Перед тем как вернуться на юг, Поль провел некоторое время вместе с семейством Шоке в Аттенвиле, в Нормандии. Шоке наконец освободился от своих личных денежных затруднений благодаря получению неожиданного наследства, но счастливым себя не чувствовал из-за смерти своей единственной дочери. Поль написал его портрет и вернулся в Экс. Этим же летом на юг к нему приехал Ренуар с женой и сыном, чтобы отдать визит, нанесенный Полем в прошлом году. Ренуар снял жилье у Кони ля в Монбриане и провел там несколько месяцев.
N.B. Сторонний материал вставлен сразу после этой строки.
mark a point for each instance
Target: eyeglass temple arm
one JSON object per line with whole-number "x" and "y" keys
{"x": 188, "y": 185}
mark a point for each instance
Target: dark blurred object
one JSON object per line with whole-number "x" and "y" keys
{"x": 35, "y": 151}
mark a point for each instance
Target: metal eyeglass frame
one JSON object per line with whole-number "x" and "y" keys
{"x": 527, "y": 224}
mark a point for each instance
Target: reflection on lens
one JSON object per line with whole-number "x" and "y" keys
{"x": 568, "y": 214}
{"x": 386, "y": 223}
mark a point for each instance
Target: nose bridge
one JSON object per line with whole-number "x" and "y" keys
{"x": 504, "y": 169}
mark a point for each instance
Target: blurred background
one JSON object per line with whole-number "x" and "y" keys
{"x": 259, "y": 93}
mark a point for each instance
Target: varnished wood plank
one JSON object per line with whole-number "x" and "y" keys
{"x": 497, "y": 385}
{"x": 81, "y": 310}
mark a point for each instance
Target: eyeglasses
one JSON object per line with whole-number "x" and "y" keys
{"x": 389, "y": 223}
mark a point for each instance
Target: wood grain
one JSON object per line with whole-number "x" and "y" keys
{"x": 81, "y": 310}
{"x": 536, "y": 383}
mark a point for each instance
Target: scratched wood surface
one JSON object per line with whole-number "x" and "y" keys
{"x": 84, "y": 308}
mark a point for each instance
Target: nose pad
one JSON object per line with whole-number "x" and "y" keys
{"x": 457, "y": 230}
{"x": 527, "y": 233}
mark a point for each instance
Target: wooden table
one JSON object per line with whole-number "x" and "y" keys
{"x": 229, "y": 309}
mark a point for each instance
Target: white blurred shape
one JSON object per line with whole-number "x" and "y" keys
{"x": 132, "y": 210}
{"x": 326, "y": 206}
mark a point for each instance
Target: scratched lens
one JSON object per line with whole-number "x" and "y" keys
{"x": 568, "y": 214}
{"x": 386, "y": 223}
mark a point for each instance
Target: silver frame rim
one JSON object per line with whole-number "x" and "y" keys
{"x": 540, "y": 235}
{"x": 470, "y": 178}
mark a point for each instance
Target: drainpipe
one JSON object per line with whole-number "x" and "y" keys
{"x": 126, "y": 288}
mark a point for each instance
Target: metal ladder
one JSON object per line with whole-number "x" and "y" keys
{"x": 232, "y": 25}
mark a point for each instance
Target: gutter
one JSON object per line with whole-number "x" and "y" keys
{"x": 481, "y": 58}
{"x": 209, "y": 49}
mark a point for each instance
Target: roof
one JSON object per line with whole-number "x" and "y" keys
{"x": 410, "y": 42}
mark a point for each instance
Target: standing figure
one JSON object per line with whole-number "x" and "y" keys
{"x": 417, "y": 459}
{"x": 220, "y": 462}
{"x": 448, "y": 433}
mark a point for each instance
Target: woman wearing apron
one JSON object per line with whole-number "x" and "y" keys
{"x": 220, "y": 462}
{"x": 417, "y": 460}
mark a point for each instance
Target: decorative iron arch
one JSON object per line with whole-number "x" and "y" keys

Двадцать третьего октября в возрасте 88 лет умер Луи-Огюст. При разделе его имущества Поль получил около четырехсот тысяч франков. Наконец-то он мог избавиться от всех своих денежных затруднений и связанных с этим страхов. Но в то же время он со свойственными ему возрастающими страхами почувствовал в таком освобождении новую опасность. Долгое ожидание смерти отца наконец закончилось и ударило по нему самому. Когда мы прибавим к этому все остальные удары, обрушившиеся на Поля в 1885 и 1886 годах — неудачу в сразу оборвавшемся любовном приключении, унижение, которому он подвергся, отведенный чуть не под конвоем к алтарю с женщиной, уже давно ничего не значившей для него, и то потрясение, которое он испытал, читая «Творчество», мы можем понять, почему он, в возрасте сорока семи лет, был уже вполне старым человеком, уверенным, что смерть не заставит себя долго ждать; здоровье его было совсем расшатано. Но поскольку самое худшее уже свершилось и ему больше нечего было бояться, кроме как возможности стать инвалидом, неспособным к работе, то он посвятил себя своему искусству с возросшим усердием. Сознание того, что у него мало времени, могло бы деморализовать другого человека, но у Сезанна это стало источником неиссякаемой силы, заставлявшей его вкладывать всю оставшуюся энергию в чрезвычайно сосредоточенное изучение натуры и попытки самовыражения. Этот род давления издавна двигал им, но лишь теперь он достиг своей крайней величины. Сезанн не просто нуждался в постоянной работе, он также нуждался в том, чтобы посвятить все свои силы битве за углубленное понимание чувства цвета и формы, точнее, цветоформы, то есть модуляций цветовых планов, компонующих пространство.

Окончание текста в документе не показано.